Les techniques du théâtre d’ombres et de l’art de la marionnette explorées pour la création du « Passage secret » seront de nouveau utilisées dans la recherche de ce nouveau spectacle prévu en 2027.

Pour l’instant, j’imagine un décor mobile et des costumes qui pourront se transformer en castelets faits de tissus ou d’autres matières et dont certaines parties seront accrochées sur différents supports : des objets peints, de fausses perspectives créées par la superposition de cadres suspendus, de tables recouvertes de différentes matières (sable, liège, bois, métal, etc.) devenant les terrains de jeux sur lesquels des personnages marionnettiques évolueront. Sur ces scénographies changeantes seront projetées en ombre des couleurs, des formes animées qui nous ferons découvrir des lieux inusités en nous faisant voyager sur de grandes distances.  C’est de l’intérieur des costumes, qui deviendront parfois de véritables scénographies portatives, qu’apparaîtront et disparaîtront les protagonistes humains, végétaux et animaux, créant paysages et communautés.

 « Tes mots dans mes mains » est encore un projet pudique et personnel qui vient incarner un moment charnière de mon long cheminement artistique. À l’heure où collectivement la réconciliation et l’intégration de la diversité sont à l’honneur, je veux écrire un spectacle sur ces thèmes en m’inspirant d’un élément autobiographique qui a influencé toute ma pratique interdisciplinaire et sans doute ma fascination pour les tout-petits en plein apprentissage du langage : mon frère cadet est né sourd.

On peut dire que dans ma famille, la question de la culture sourde et de la diversité culturelle a fait partie de notre quotidien de façon très concrète et modèle encore nos rapports à l’Autre.  Comme dans chaque famille et pour tous les humains, ces réalités n’empêchent pas la maladresse, les mauvaises interprétations, les résumés de discussions bâclées, les incompréhensions, les frustrations et les aprioris qui peuvent survenir quand, par exemple, une tablée entière explose de rire à cause d’une blague qu’il faut traduire ou expliquer au plus vite pour ne pas exclure ou froisser un joueur différent. Mon frère a été éduqué dans l’oralisme sauvage des années 1960, à l’époque où les enseignants attachaient les mains des enfants sourds dans leur dos. Inutile de donner des détails sur l’évolution et la révolte de ces enfants quand, beaucoup plus tard, ce mode d’intégration a changé et qu’ils ont eu accès à la LSQ (Langue des signes québécoise) qui leur a permis de rejoindre les leurs, de s’approprier leur identité et leur culture propre.

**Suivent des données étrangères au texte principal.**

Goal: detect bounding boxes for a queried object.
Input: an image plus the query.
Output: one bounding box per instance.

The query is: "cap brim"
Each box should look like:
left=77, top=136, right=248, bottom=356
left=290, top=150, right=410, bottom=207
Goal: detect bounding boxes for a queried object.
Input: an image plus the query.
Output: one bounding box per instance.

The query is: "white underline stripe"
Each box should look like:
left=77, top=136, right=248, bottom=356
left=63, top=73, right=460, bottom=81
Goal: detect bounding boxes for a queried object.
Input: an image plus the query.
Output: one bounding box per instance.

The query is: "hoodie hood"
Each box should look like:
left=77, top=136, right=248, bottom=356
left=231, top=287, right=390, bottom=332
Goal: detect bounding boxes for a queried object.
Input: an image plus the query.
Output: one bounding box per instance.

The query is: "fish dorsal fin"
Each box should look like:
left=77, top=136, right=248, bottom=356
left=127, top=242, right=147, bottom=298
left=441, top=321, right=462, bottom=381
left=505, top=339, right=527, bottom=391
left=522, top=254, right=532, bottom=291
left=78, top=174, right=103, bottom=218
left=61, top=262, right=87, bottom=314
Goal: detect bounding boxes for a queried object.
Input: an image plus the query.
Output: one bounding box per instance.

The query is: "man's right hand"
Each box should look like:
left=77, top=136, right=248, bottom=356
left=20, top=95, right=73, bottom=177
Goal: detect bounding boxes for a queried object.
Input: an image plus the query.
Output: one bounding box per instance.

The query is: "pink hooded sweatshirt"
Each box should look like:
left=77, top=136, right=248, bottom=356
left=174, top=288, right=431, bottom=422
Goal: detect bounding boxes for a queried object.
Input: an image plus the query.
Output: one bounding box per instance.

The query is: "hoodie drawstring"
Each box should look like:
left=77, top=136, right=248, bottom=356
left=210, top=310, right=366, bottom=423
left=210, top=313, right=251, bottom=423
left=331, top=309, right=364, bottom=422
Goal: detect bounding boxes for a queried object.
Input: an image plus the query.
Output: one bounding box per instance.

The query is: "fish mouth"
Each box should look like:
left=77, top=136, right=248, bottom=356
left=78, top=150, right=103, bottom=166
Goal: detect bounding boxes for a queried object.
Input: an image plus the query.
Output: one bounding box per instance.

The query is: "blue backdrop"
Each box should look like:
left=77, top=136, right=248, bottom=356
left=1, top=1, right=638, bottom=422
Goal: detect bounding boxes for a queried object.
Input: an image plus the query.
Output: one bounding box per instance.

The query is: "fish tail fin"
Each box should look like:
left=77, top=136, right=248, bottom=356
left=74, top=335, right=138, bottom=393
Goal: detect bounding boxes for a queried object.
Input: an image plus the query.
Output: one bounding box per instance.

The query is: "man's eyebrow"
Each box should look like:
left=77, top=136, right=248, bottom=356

Je veux créer un spectacle avec la collaboration des jeunes enfants sourds de l‘école alternative Gadbois située dans le quartier Villeray et celle des jeunes enfants de nouveaux arrivants de l’école Barclay, située dans le quartier Parc-Extension où la compagnie est bien implantée depuis plusieurs années. 

Aller à la rencontre, des enfants atteints de surdité, exigera l’engagement d’un interprète en LSQ qui nous accompagnera au cours des rencontres-clés de la création (médiation culturelle, représentations-laboratoires, représentations ciblées en LSQ).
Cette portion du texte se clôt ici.